Announced earlier this month, TMC has a 90 per cent stake in the new electric vehicle company called EV Common Architecture Spirit (EVCAS), which is based near the car-maker’s headquarters in Nagoya, Japan.
Mazda Motor Corporation and Denso Corporation each hold a five per cent share in the joint venture that will deliver EV architecture for passenger cars, SUVs and trucks for each company.
Despite the focus on electrification, which Mr Leroy said was exemplified by the hybrid Tj Cruiser and GR HV Sports concepts unveiled in Tokyo, he also said Toyota remained committed to the development of hydrogen technology, as demonstrated by the Fine-Comfort Ride (F-CR) and Sora bus concepts also previewed at the show.
Before the fruit of the EV partnership is revealed, Mr Leroy confirmed that cloud-based artificial intelligence (AI) technology will be rolled out in Japan and the United States from next year, with full autonomous and completely driverless technology available for use on freeways by 2020.
“Artificial intelligence … will only be possible thanks to connectivity and big data,” he said.
“That is why, as early as 2018, the new Toyota Crown based on the concept here … will be the new norm for connected vehicles in Japan.
“After Crown, we will equip almost all of our passenger cars in Japan and the US by 2020 with data communication modules and connection to our Mobility Service Platform in the cloud.” The next-generation Crown was previewed at the Tokyo show by a concept based on the Toyota New Global Architecture – as used by the C-HR and the latest Prius hybrid – while prototypes have been undergoing testing at the Nurburgring in Germany.
The company says the focus with the new Crown is on both vehicle connectivity and dynamic performance.
As previously reported, TMC further previewed AI technology with a duo of mobility “objects” dubbed Concept-i – including i-Walk that allows an owner to continue a journey where vehicles cannot, and i-Ride which is a 2.5m-long passenger pod.

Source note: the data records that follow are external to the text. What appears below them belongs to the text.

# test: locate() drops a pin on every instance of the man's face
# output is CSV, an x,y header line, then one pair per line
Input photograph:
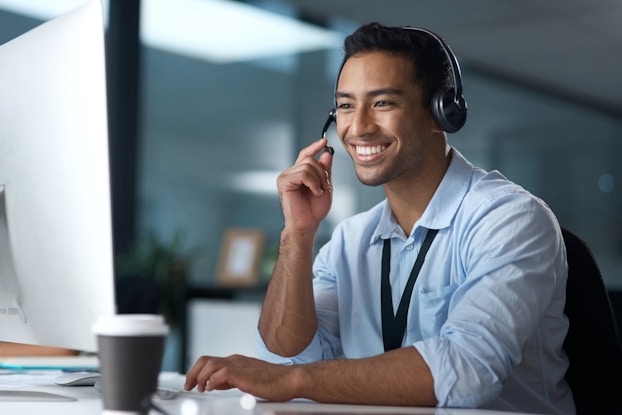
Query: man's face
x,y
381,120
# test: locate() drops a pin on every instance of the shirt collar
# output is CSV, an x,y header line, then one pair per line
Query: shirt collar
x,y
442,207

Both incorporate an AI agent called Yui, who “understands people”. It will gather cloud-based data and owner information and habits, aimed at acquiring “deep learning” of the owner while “measuring emotions and estimating preferences”.

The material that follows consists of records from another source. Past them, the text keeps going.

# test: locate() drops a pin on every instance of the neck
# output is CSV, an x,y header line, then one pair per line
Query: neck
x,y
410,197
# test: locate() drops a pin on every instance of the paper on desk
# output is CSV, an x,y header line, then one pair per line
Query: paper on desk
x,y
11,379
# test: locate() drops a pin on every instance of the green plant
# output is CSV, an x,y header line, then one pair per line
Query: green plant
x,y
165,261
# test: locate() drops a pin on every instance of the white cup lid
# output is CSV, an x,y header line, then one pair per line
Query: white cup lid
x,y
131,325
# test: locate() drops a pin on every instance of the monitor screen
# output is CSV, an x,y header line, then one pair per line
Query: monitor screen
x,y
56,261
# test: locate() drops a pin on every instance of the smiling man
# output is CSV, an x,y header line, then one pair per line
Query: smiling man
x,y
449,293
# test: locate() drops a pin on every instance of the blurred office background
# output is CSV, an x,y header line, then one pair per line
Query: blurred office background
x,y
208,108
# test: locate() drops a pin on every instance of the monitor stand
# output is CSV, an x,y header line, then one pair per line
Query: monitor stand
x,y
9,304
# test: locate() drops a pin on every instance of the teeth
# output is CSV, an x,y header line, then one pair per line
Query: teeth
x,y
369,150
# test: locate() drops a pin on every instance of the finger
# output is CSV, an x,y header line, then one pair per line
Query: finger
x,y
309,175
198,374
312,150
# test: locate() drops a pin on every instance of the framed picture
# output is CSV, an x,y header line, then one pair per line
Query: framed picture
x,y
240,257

A form of AI could be syncing the navigation to a destination the computer recognises an owner needs to go, changing a route due to a traffic jam, and finding a carpark thanks to real-time communication with other road users.
Such technology will provide the basis for what TMC has dubbed “automated driving” with both Chauffeur and Guardian modes set to be offered in future.
“In Chauffeur mode, our cars will be smart enough to handle all driving tasks and provide mobility to those who cannot enjoy it now,” Mr Leroy said.
“In Guardian mode, we combine human and machine skills to make driving safer and to keep the liberating feeling of driving as the car’s technology is running in the background for your safety.
“Guardian and Chauffeur both reflect Toyota’s unique approach of developing a safety system where the driver and the car act like teammates. We call it Mobility Teammate, and it will be on the market in 2020 for highways and in the early 2020s for normal roads.” Lexus also used the Tokyo motor show to display an LS+ concept with high levels of autonomous driving capability, which is expected to reach the LS production model by 2020.